For the first time in 20 years U.S. spending on prescription drugs actually declined thanks to cheaper generic drugs for common diseases like high cholesterol.
For the first time in 20 years U.S. spending on prescription drugs actually declined thanks to cheaper generic drugs for common diseases like high cholesterol, according to a new report.
The Express Scripts 2012 Drug Trend Report reported that total spending on traditional prescription drugs fell by 1.5% in 2012. Last year was the year of the patent cliff, which ushered in cheaper generic versions of many blockbuster treatments.
As a result of the patent cliff, utilization was up for eight of the top 10 traditional therapy classes, and yet unit costs decreased for seven. For the second year, the country spent more on drugs for diabetes than any other therapy class. However, the largest increase in total spending for a traditional therapy class was for medications used to treat attention disorders, up 14.2%.
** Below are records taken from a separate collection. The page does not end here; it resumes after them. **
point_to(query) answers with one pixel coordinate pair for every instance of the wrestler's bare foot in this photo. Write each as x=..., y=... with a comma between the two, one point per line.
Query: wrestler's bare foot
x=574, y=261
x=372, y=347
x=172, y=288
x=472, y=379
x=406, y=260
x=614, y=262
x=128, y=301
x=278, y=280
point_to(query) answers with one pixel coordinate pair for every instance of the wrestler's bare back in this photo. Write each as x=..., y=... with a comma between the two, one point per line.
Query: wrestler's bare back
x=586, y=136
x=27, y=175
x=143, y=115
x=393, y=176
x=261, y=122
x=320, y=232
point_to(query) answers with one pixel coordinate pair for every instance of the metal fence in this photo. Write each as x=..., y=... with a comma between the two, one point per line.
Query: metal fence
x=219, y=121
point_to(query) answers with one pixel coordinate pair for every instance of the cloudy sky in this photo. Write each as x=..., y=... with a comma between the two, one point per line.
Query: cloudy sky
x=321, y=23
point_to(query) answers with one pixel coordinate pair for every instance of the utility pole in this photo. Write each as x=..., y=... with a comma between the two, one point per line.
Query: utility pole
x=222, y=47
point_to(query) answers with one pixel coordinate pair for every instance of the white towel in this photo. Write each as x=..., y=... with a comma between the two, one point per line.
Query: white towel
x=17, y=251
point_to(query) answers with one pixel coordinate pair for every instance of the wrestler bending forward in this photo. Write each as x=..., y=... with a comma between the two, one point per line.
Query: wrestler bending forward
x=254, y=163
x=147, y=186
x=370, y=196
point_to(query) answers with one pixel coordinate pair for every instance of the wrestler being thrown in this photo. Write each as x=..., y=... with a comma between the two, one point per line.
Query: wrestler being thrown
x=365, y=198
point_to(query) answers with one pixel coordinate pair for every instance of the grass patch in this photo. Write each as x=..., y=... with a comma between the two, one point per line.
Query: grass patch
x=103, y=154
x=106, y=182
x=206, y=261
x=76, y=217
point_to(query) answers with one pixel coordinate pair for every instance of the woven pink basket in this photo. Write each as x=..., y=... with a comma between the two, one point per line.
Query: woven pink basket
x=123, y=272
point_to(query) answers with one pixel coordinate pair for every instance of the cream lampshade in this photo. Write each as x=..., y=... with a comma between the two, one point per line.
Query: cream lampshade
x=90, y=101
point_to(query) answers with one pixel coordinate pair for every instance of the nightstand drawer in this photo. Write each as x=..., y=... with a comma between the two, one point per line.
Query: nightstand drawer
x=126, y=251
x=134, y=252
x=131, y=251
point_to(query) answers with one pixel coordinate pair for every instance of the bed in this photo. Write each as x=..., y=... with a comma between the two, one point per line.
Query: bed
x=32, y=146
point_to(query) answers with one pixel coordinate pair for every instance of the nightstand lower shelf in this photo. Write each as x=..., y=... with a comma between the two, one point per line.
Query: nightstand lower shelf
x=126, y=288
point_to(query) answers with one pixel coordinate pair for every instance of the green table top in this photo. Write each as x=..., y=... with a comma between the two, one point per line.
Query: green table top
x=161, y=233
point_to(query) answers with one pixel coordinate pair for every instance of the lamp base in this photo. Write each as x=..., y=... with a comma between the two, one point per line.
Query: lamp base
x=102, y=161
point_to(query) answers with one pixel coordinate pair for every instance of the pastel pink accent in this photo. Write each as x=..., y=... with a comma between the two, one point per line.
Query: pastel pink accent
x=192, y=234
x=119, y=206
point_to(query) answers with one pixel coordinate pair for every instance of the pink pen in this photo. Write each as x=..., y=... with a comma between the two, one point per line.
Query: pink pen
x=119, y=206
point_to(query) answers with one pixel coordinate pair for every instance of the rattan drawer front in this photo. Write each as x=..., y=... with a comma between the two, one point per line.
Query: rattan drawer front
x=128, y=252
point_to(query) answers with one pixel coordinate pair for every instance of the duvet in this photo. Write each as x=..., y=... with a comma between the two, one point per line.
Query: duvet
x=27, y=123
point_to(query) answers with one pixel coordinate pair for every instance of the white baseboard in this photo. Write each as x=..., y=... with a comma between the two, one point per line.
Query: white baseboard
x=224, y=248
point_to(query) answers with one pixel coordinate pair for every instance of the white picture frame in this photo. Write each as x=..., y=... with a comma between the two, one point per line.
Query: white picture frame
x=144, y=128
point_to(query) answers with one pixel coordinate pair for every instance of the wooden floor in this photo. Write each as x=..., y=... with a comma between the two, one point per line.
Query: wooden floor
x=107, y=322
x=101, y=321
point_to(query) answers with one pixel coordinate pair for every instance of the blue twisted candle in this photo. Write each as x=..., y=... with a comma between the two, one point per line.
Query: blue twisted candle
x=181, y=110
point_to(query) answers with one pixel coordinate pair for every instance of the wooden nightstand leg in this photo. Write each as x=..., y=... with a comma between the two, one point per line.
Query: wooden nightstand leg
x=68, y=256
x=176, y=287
The decrease in spending on traditional drugs was more than offset by an 18.4% increase in spending on specialty medications for diseases like cancer and hepatitis C. According to the report, the FDA approved 22 new specialty drugs in 2012 and most of them will cost more than $10,000 a month for treatment.
Other takeaways about specialty therapies:
• Rheumatoid arthritis, the costliest specialty category, saw spending increase an additional 23%.
• At 33.7%, hepatitis C experienced a larger 2012 increase in drug spend than any other major therapy class.
• Utilization and costs for cancer medications increased by 3.4% and 22.3%, respectively.
The gap between brand name drugs and generic alternatives is ever increasing, according to the report. In 2012, the cost of brand name medications increased 12.5%, while generics declined 24%. During the same year inflation only increased by 1.7%.